Singapore, 12 March 2004...The Monetary Authority of Singapore (MAS) today released a consultation paper on the guidelines on outsourcing. These guidelines set out MAS' expectations for financial institutions that have entered into outsourcing arrangements or are planning to outsource one or more of their business activities to a service provider in Singapore or elsewhere.
The main focus of the guidelines is on material outsourcing, that is where a financial institution enters into an outsourcing arrangement that, if disrupted, has the potential to significantly impact its business operations, reputation or profitability.
The proposed guidelines provide guidance to the industry on sound and responsive risk management practices for outsourcing. They are based on a review of international good practice. They have been developed in response to requests from financial institutions for MAS' views about their proposed outsourcing arrangements.

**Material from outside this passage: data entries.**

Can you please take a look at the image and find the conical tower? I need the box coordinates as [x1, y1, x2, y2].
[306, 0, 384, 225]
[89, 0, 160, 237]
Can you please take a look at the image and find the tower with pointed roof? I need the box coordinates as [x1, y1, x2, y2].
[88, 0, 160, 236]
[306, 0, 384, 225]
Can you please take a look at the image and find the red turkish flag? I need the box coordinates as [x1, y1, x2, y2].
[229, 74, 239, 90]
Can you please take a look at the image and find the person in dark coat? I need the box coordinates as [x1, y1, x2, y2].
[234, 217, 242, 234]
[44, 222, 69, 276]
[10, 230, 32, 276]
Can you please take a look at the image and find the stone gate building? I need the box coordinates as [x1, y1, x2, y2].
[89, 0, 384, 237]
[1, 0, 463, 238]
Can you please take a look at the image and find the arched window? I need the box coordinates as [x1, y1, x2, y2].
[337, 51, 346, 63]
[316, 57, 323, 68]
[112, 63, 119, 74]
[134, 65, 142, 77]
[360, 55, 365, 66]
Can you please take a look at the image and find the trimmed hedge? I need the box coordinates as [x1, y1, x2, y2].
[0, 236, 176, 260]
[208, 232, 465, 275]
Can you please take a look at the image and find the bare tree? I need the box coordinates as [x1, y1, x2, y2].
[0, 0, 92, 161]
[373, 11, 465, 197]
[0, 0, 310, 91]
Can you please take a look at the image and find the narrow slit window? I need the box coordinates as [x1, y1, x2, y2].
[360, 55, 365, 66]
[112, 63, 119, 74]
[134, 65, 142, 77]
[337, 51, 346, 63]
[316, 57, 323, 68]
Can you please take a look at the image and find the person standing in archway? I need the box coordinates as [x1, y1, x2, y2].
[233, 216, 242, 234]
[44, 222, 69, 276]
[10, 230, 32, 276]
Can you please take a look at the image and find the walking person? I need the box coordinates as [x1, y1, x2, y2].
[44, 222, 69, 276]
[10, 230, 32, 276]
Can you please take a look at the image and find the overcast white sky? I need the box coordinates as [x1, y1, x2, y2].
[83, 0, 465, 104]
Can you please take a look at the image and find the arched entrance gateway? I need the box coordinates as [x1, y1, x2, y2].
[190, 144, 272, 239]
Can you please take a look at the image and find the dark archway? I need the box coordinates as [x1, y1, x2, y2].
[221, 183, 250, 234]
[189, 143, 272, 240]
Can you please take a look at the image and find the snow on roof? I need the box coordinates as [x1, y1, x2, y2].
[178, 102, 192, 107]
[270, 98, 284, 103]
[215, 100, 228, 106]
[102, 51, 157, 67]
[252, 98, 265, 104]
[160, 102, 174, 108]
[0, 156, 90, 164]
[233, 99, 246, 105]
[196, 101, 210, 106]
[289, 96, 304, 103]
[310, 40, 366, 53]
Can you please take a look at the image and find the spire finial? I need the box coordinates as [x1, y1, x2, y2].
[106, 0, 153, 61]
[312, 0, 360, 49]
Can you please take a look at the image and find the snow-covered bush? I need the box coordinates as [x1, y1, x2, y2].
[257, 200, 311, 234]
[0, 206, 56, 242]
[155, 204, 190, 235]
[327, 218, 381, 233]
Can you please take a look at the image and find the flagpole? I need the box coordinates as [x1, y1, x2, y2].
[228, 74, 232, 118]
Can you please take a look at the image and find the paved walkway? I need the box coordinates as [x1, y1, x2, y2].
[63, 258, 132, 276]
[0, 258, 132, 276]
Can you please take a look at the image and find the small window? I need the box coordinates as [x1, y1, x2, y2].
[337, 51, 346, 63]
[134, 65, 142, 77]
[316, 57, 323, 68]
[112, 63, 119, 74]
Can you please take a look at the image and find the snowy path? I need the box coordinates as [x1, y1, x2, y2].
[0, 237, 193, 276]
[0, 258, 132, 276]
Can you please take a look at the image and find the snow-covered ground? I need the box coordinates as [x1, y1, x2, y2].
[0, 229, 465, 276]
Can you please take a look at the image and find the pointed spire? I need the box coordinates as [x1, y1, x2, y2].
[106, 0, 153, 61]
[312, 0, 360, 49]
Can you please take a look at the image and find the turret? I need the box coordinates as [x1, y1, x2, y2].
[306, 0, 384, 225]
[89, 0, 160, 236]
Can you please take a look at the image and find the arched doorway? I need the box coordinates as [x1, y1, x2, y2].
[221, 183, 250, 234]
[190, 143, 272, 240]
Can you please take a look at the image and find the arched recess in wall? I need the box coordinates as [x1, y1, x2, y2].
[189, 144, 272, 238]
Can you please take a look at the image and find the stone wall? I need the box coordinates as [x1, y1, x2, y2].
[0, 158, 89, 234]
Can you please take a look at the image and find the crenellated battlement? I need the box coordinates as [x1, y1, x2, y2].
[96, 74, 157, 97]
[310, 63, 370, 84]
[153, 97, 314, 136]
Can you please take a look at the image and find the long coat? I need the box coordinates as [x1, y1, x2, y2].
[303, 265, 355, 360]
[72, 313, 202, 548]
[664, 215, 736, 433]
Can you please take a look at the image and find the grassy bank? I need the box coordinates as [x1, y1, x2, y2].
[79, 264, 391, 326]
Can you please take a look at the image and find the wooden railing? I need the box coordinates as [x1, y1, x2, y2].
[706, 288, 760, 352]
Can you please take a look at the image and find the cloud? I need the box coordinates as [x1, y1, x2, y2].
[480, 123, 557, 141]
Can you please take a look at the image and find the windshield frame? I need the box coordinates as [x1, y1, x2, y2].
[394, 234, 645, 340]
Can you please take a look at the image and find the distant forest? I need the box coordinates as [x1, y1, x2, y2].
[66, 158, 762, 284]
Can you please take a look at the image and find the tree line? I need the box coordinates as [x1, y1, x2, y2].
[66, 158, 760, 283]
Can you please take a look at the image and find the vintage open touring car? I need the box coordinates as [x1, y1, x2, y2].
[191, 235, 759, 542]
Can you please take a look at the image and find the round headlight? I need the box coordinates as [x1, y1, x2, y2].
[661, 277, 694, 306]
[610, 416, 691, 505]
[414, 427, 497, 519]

The guidelines complement the Internet Banking Technology Risk Management Guidelines, released in June 2003, which address outsourcing of IT processing functions and processes.
The release of the guidelines reflects MAS' continuing efforts to introduce sound risk management principles and practices for financial institutions. In assessing the quality of an institution's risk management systems, MAS will consider the extent to which the institution applies the guidelines. MAS expects financial institutions to establish risk management practices commensurate with the risks posed by outsourcing arrangements. Ultimate responsibility and accountability for outsourcing rests with the financial institution, its board of directors and management.
MAS seeks comments on the proposals in the consultation paper, which broadly set out:-
application of the guidelines;
definition of material outsourcing; and
risk management practices relating to outsourcing.